Commissie voor Openbare Werken, Mobiliteit en Energie Vergadering van 23/10/2001
Interpellatie van de heer Dirk Holemans tot de heer Steve Stevaert, minister vice-president van de Vlaamse regering, Vlaams minister van Mobiliteit, Openbare Werken en Energie, over de eventuele gevolgen inzake leefbaarheid en verkeersveiligheid ten gevolge van de ingebruikname van de Westerscheldetunnel
De voorzitter : Aan de orde is de interpellatie van de heer Holemans tot de heer Stevaert, minister vice-president van de Vlaamse regering, Vlaams minister van Mobiliteit, Openbare Werken en Energie, over de eventuele gevolgen inzake leefbaarheid en verkeersveiligheid ten gevolge van de ingebruikname van de Westerscheldetunnel.

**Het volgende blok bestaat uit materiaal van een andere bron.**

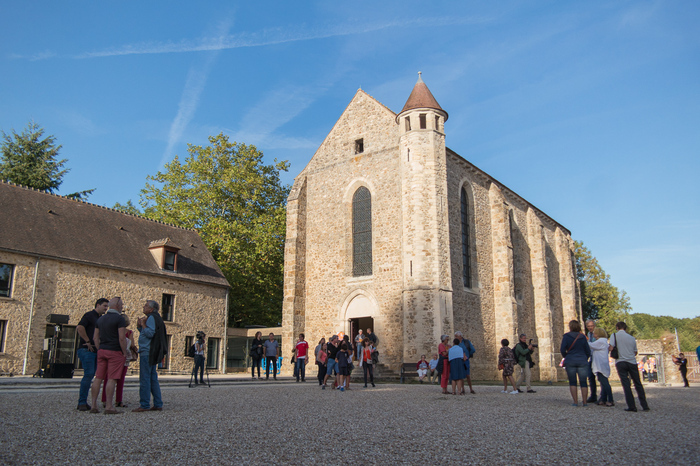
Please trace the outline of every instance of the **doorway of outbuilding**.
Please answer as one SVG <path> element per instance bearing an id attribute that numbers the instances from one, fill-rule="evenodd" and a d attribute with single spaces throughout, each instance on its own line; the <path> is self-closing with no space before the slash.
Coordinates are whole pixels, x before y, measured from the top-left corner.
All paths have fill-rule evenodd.
<path id="1" fill-rule="evenodd" d="M 368 328 L 371 328 L 372 333 L 374 333 L 374 319 L 372 317 L 350 319 L 350 341 L 354 344 L 355 337 L 360 333 L 360 329 L 362 329 L 363 337 L 367 336 Z"/>

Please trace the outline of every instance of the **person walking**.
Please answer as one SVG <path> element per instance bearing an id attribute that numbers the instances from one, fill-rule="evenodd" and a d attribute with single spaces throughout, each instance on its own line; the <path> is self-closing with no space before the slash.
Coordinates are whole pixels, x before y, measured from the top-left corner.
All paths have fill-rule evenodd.
<path id="1" fill-rule="evenodd" d="M 440 360 L 437 354 L 433 354 L 433 359 L 428 362 L 428 380 L 430 383 L 437 383 L 438 380 L 438 370 L 437 363 Z"/>
<path id="2" fill-rule="evenodd" d="M 591 347 L 591 370 L 598 377 L 600 384 L 599 406 L 615 406 L 612 398 L 612 387 L 610 387 L 610 361 L 608 359 L 608 334 L 600 327 L 593 329 L 593 341 L 588 340 Z M 590 398 L 589 398 L 590 400 Z"/>
<path id="3" fill-rule="evenodd" d="M 126 362 L 124 363 L 124 369 L 122 369 L 122 376 L 117 380 L 117 388 L 115 391 L 114 398 L 116 400 L 116 403 L 114 403 L 114 406 L 117 408 L 127 408 L 128 406 L 124 403 L 124 380 L 126 379 L 126 373 L 129 370 L 129 364 L 131 361 L 136 361 L 136 355 L 138 354 L 138 348 L 136 348 L 136 343 L 134 342 L 134 332 L 132 330 L 129 330 L 129 324 L 131 324 L 131 321 L 129 320 L 129 316 L 126 314 L 122 313 L 122 317 L 124 318 L 124 322 L 126 322 L 126 348 L 127 348 L 127 358 Z M 102 405 L 107 406 L 107 379 L 104 381 L 104 385 L 102 386 Z"/>
<path id="4" fill-rule="evenodd" d="M 265 380 L 270 380 L 270 364 L 272 364 L 272 377 L 277 380 L 277 356 L 279 356 L 280 345 L 275 340 L 275 334 L 270 332 L 269 338 L 265 341 Z"/>
<path id="5" fill-rule="evenodd" d="M 321 352 L 326 352 L 324 349 L 324 346 L 326 345 L 326 338 L 323 337 L 318 341 L 318 345 L 316 345 L 316 349 L 314 349 L 314 358 L 316 358 L 316 365 L 318 366 L 318 384 L 323 385 L 323 378 L 326 375 L 326 361 L 328 361 L 328 354 L 325 354 L 324 356 L 321 356 Z M 321 361 L 323 359 L 323 361 Z"/>
<path id="6" fill-rule="evenodd" d="M 87 397 L 92 385 L 92 379 L 95 377 L 95 371 L 97 370 L 97 347 L 95 347 L 93 336 L 97 319 L 107 312 L 107 303 L 109 303 L 109 300 L 105 298 L 98 299 L 95 302 L 95 308 L 83 314 L 75 329 L 80 336 L 78 359 L 80 359 L 80 365 L 83 368 L 83 378 L 80 381 L 80 392 L 78 393 L 78 411 L 90 411 L 92 409 L 92 406 L 87 403 Z"/>
<path id="7" fill-rule="evenodd" d="M 464 373 L 467 383 L 469 384 L 469 393 L 473 395 L 476 392 L 474 388 L 472 388 L 471 363 L 469 361 L 472 356 L 474 356 L 474 353 L 476 353 L 476 349 L 474 349 L 474 345 L 472 345 L 471 341 L 464 338 L 462 332 L 455 332 L 455 338 L 459 340 L 459 346 L 462 347 L 462 351 L 464 351 L 464 354 L 467 356 L 467 359 L 464 360 Z"/>
<path id="8" fill-rule="evenodd" d="M 97 397 L 103 380 L 107 380 L 107 396 L 105 414 L 121 414 L 114 409 L 114 387 L 124 371 L 124 363 L 128 356 L 126 345 L 126 321 L 122 316 L 124 304 L 121 298 L 109 300 L 109 309 L 97 319 L 93 339 L 99 348 L 97 350 L 97 372 L 92 382 L 91 413 L 99 413 Z"/>
<path id="9" fill-rule="evenodd" d="M 145 317 L 140 317 L 136 323 L 139 330 L 139 407 L 132 412 L 162 411 L 163 397 L 158 382 L 158 363 L 168 352 L 168 337 L 165 333 L 165 323 L 158 314 L 160 306 L 149 299 L 143 305 Z M 153 396 L 153 407 L 151 407 Z"/>
<path id="10" fill-rule="evenodd" d="M 374 363 L 372 362 L 372 353 L 375 351 L 375 347 L 369 338 L 362 340 L 362 347 L 360 350 L 360 367 L 362 367 L 362 373 L 365 378 L 365 388 L 367 388 L 367 375 L 369 374 L 369 382 L 374 387 Z"/>
<path id="11" fill-rule="evenodd" d="M 447 358 L 450 361 L 450 381 L 452 382 L 452 394 L 464 395 L 464 379 L 467 377 L 467 369 L 464 361 L 467 360 L 467 354 L 459 345 L 460 341 L 455 338 L 452 341 L 452 347 L 447 351 Z"/>
<path id="12" fill-rule="evenodd" d="M 199 385 L 200 383 L 204 385 L 204 362 L 206 360 L 204 352 L 207 348 L 207 345 L 204 343 L 205 338 L 206 335 L 204 332 L 197 332 L 197 341 L 194 343 L 194 369 L 192 369 L 194 373 L 195 386 Z M 199 369 L 199 383 L 197 382 L 197 369 Z"/>
<path id="13" fill-rule="evenodd" d="M 440 387 L 442 388 L 442 394 L 447 395 L 447 383 L 450 380 L 450 336 L 443 335 L 440 337 L 440 344 L 438 345 L 438 354 L 440 355 L 440 361 L 438 362 L 438 369 L 441 369 Z"/>
<path id="14" fill-rule="evenodd" d="M 683 353 L 679 353 L 678 357 L 671 357 L 673 358 L 673 363 L 678 366 L 678 370 L 681 373 L 681 378 L 683 378 L 683 386 L 690 387 L 690 384 L 688 384 L 688 359 Z"/>
<path id="15" fill-rule="evenodd" d="M 348 370 L 350 352 L 348 349 L 348 343 L 343 341 L 340 345 L 340 351 L 336 353 L 335 361 L 338 363 L 338 388 L 341 392 L 345 391 L 345 379 L 350 376 L 350 371 Z"/>
<path id="16" fill-rule="evenodd" d="M 531 355 L 535 347 L 532 344 L 527 344 L 527 335 L 525 335 L 524 333 L 520 334 L 519 340 L 520 341 L 515 345 L 515 348 L 513 348 L 513 354 L 515 355 L 515 363 L 518 366 L 520 366 L 520 376 L 515 382 L 515 389 L 518 390 L 518 393 L 522 393 L 522 390 L 520 390 L 520 386 L 523 383 L 525 383 L 528 393 L 536 393 L 530 386 L 530 368 L 532 367 Z"/>
<path id="17" fill-rule="evenodd" d="M 581 386 L 581 405 L 587 406 L 588 358 L 591 357 L 591 348 L 588 346 L 586 336 L 581 333 L 581 322 L 578 320 L 569 322 L 569 333 L 564 334 L 559 351 L 564 358 L 566 375 L 569 377 L 569 391 L 574 400 L 572 406 L 578 406 L 577 375 Z"/>
<path id="18" fill-rule="evenodd" d="M 306 363 L 309 359 L 309 344 L 304 338 L 304 334 L 300 333 L 299 340 L 294 348 L 294 356 L 297 358 L 294 366 L 294 373 L 296 374 L 297 382 L 299 382 L 299 377 L 301 377 L 302 382 L 306 382 Z"/>
<path id="19" fill-rule="evenodd" d="M 617 348 L 618 358 L 615 362 L 615 368 L 617 369 L 617 375 L 620 377 L 622 391 L 625 393 L 625 401 L 627 402 L 625 411 L 637 412 L 630 381 L 634 383 L 634 389 L 637 391 L 637 397 L 639 397 L 639 404 L 642 406 L 642 410 L 649 411 L 647 397 L 644 393 L 644 386 L 639 379 L 639 368 L 637 367 L 637 340 L 627 333 L 626 323 L 618 322 L 615 325 L 615 329 L 617 332 L 610 337 L 609 349 L 612 351 L 613 348 Z"/>
<path id="20" fill-rule="evenodd" d="M 333 374 L 333 371 L 335 371 L 336 375 L 338 374 L 338 361 L 337 361 L 337 356 L 338 356 L 338 351 L 339 351 L 339 344 L 338 344 L 338 335 L 333 335 L 330 338 L 330 342 L 326 345 L 327 348 L 327 355 L 328 355 L 328 361 L 326 362 L 326 376 L 323 378 L 323 384 L 321 385 L 321 389 L 325 390 L 326 389 L 326 383 L 328 382 L 328 377 L 330 377 Z M 336 377 L 337 379 L 337 377 Z"/>
<path id="21" fill-rule="evenodd" d="M 510 349 L 510 342 L 507 338 L 501 340 L 501 350 L 498 352 L 498 369 L 502 370 L 503 373 L 503 390 L 501 393 L 510 393 L 511 395 L 517 395 L 518 389 L 515 388 L 515 380 L 513 379 L 513 370 L 515 367 L 515 356 L 513 355 L 513 350 Z M 513 386 L 513 391 L 508 391 L 508 380 Z"/>
<path id="22" fill-rule="evenodd" d="M 258 368 L 258 380 L 260 380 L 260 363 L 262 362 L 263 351 L 265 347 L 262 341 L 262 332 L 256 332 L 253 342 L 250 344 L 250 359 L 252 365 L 250 367 L 250 376 L 255 379 L 255 368 Z"/>
<path id="23" fill-rule="evenodd" d="M 595 320 L 593 319 L 588 319 L 586 320 L 586 338 L 588 339 L 589 343 L 595 343 L 596 337 L 595 337 Z M 609 365 L 609 363 L 608 363 Z M 598 401 L 598 395 L 596 394 L 597 388 L 596 388 L 596 383 L 595 383 L 595 378 L 596 378 L 596 373 L 593 370 L 593 358 L 591 357 L 590 361 L 588 361 L 588 386 L 590 387 L 590 396 L 588 397 L 587 402 L 588 403 L 597 403 Z M 601 388 L 602 390 L 602 388 Z"/>

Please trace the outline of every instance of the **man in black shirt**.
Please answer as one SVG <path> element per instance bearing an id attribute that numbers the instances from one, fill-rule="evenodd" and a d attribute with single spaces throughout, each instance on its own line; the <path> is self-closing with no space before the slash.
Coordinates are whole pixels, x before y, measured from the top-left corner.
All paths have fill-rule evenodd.
<path id="1" fill-rule="evenodd" d="M 326 389 L 326 382 L 328 381 L 328 377 L 333 373 L 333 370 L 335 370 L 335 373 L 338 373 L 338 363 L 335 360 L 336 356 L 338 355 L 338 350 L 339 344 L 338 344 L 338 335 L 333 335 L 326 345 L 328 348 L 328 362 L 327 362 L 327 369 L 326 369 L 326 377 L 323 379 L 323 385 L 321 385 L 321 388 L 323 390 Z"/>
<path id="2" fill-rule="evenodd" d="M 114 409 L 114 387 L 124 371 L 124 363 L 127 357 L 126 347 L 126 320 L 122 316 L 124 304 L 122 299 L 112 298 L 109 301 L 109 309 L 105 315 L 97 319 L 94 340 L 98 345 L 97 371 L 92 382 L 92 409 L 91 413 L 99 413 L 97 409 L 97 396 L 100 394 L 102 381 L 107 380 L 105 392 L 107 405 L 105 414 L 120 414 Z"/>
<path id="3" fill-rule="evenodd" d="M 97 368 L 97 348 L 95 348 L 95 341 L 92 337 L 95 333 L 97 319 L 107 312 L 107 303 L 108 301 L 105 298 L 98 299 L 95 303 L 95 309 L 83 314 L 76 328 L 80 336 L 78 358 L 83 368 L 83 379 L 80 381 L 80 395 L 78 396 L 78 411 L 90 411 L 91 408 L 87 404 L 87 396 Z"/>

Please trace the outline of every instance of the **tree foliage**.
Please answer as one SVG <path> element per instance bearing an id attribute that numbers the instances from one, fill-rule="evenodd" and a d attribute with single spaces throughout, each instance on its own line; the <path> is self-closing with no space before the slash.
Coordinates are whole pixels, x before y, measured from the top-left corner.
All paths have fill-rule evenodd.
<path id="1" fill-rule="evenodd" d="M 149 176 L 141 191 L 146 217 L 199 232 L 231 284 L 229 325 L 277 325 L 282 320 L 286 201 L 280 183 L 286 161 L 263 163 L 255 146 L 224 134 Z M 138 208 L 117 205 L 131 213 Z"/>
<path id="2" fill-rule="evenodd" d="M 583 318 L 595 319 L 608 332 L 615 329 L 617 322 L 625 321 L 628 331 L 634 333 L 634 323 L 629 318 L 632 306 L 627 293 L 613 286 L 610 275 L 581 241 L 575 242 L 574 255 Z"/>
<path id="3" fill-rule="evenodd" d="M 650 314 L 632 314 L 635 336 L 642 340 L 671 337 L 675 346 L 675 332 L 681 351 L 691 352 L 700 346 L 700 317 L 678 319 L 671 316 L 652 316 Z"/>
<path id="4" fill-rule="evenodd" d="M 58 190 L 68 169 L 66 159 L 58 160 L 61 145 L 53 135 L 44 137 L 44 129 L 31 121 L 21 134 L 2 132 L 0 179 L 41 189 L 50 193 Z M 86 199 L 94 189 L 68 194 L 66 197 Z"/>

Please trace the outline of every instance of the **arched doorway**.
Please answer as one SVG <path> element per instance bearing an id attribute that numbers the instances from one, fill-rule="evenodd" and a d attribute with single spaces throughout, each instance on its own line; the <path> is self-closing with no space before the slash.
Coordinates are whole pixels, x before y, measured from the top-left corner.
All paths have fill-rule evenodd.
<path id="1" fill-rule="evenodd" d="M 350 341 L 355 338 L 362 329 L 363 335 L 367 334 L 367 329 L 376 333 L 374 317 L 376 315 L 376 301 L 363 291 L 355 291 L 345 300 L 343 320 L 347 322 L 347 335 Z"/>

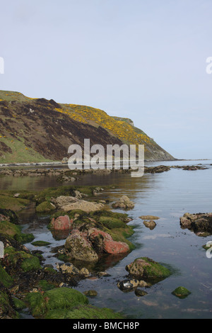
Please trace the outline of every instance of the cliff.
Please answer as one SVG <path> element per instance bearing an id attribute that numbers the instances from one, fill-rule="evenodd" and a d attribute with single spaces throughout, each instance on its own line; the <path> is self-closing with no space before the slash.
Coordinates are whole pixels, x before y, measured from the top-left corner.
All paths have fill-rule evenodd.
<path id="1" fill-rule="evenodd" d="M 175 159 L 128 118 L 89 106 L 0 91 L 0 163 L 61 161 L 71 144 L 145 145 L 146 159 Z"/>

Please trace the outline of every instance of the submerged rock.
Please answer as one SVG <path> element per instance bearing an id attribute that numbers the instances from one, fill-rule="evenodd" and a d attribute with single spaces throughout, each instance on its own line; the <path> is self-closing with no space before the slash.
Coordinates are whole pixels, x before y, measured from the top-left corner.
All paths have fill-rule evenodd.
<path id="1" fill-rule="evenodd" d="M 197 235 L 202 236 L 202 232 L 212 234 L 212 213 L 186 213 L 179 218 L 179 221 L 182 229 L 193 230 Z"/>
<path id="2" fill-rule="evenodd" d="M 145 281 L 161 281 L 171 274 L 169 269 L 147 257 L 138 258 L 126 266 L 130 276 Z"/>
<path id="3" fill-rule="evenodd" d="M 124 280 L 122 281 L 119 281 L 117 283 L 117 287 L 124 292 L 129 292 L 134 290 L 138 287 L 148 287 L 150 285 L 147 283 L 146 281 L 141 280 L 134 280 L 134 279 L 129 279 L 129 280 Z"/>
<path id="4" fill-rule="evenodd" d="M 98 254 L 119 254 L 129 251 L 126 243 L 113 240 L 110 235 L 98 228 L 90 229 L 88 237 Z"/>
<path id="5" fill-rule="evenodd" d="M 160 218 L 158 216 L 153 216 L 153 215 L 141 215 L 139 216 L 139 218 L 141 220 L 148 220 L 148 221 L 151 220 L 159 220 Z"/>
<path id="6" fill-rule="evenodd" d="M 126 196 L 122 196 L 122 198 L 112 204 L 114 208 L 124 208 L 125 210 L 133 209 L 134 206 L 134 203 Z"/>
<path id="7" fill-rule="evenodd" d="M 98 261 L 98 254 L 88 240 L 86 232 L 73 230 L 66 240 L 65 249 L 68 256 L 73 259 L 89 262 Z"/>
<path id="8" fill-rule="evenodd" d="M 67 230 L 72 227 L 73 220 L 71 220 L 69 215 L 59 216 L 57 219 L 52 218 L 50 228 L 55 230 Z"/>
<path id="9" fill-rule="evenodd" d="M 156 223 L 155 221 L 151 220 L 151 221 L 143 221 L 143 222 L 145 225 L 145 227 L 148 227 L 151 230 L 153 230 L 155 229 L 156 227 Z"/>
<path id="10" fill-rule="evenodd" d="M 81 210 L 86 213 L 95 212 L 103 208 L 103 203 L 98 203 L 93 202 L 86 201 L 85 200 L 78 200 L 78 201 L 65 205 L 61 209 L 65 212 L 73 210 Z"/>
<path id="11" fill-rule="evenodd" d="M 184 287 L 178 287 L 174 291 L 172 291 L 172 294 L 175 295 L 175 296 L 177 296 L 179 298 L 185 298 L 191 294 L 191 292 Z"/>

De heer Holemans heeft het woord.
De heer Dirk Holemans : Mevrouw de voorzitter, mijnheer de minister, geachte collega's, eind 2003 zal er ten noorden van de grens een belangrijke weginfrastructuur klaar zijn, namelijk de Westerscheldetunnel. Zoals steeds het geval is met infrastructuurwerken, zal ook deze verbinding leiden tot een toename van het auto- en vrachtwagenverkeer langs dit traject. In het gebied tussen de zuidelijke pijp van de Westerscheldetunnel en de plaats waar het verkeer uit de Westerscheldetunnel aansluit op de N49, heerst grote ongerustheid over de toename van de verkeersintensiteit én de concrete trajecten langs waar het verkeer, komende uit de tunnel tot op de N49, zich een weg zal zoeken. Bovendien blijft de vrees bij de lokale bevolking bestaan dat voor de verbinding tussen de tunnel en de N49 alsnog zou gekozen worden voor de kortste optie, het westelijk tracé. Mijnheer de minister, gelukkig hebt u in een antwoord op mijn actuele vraag van 7 december 1999 onomwonden gesteld dat de Vlaamse regering kiest voor het oostelijk tracé. Ik ga er vanuit dat dit standpunt ongewijzigd blijft.
Hiermee zijn de problemen echter niet van de baan. Volgens de plannen zou het verkeer komende uit de tunnel via de N61 op Nederlands grondgebied, in oostelijke richting via een tunnel in Sluiskil afgeleid worden via de Tractaatweg, die dan zuidwaarts aansluiting geeft op de N49, langs waar het via de R4 West op vlotte wijze langs Gent kan passeren. Voor de R4 zijn er werken op til. In de krant stonden zelfs concrete cijfers over investeringen. Dezelfde klaarheid bestaat echter helemaal voor wat de tunnel in Sluiskil betreft. Deze tunnel is gepland en er bestaat zelfs een MER-studie. In Nederland is er echter nog niet in de financiële middelen voorzien. Deze tunnel zou gerealiseerd worden tegen 2008. Dit veronderstelt een dermate grote investering dat dit bilateraal overleg vereist tussen het Vlaams Gewest en Nederland. Dit overleg is ook noodzakelijk in het kader van de toegankelijkheid van de Gentse haven. De tunnel moet voldoende diep zijn zodat er voldoende diepgang is op het Zeekanaal Gent-Terneuzen.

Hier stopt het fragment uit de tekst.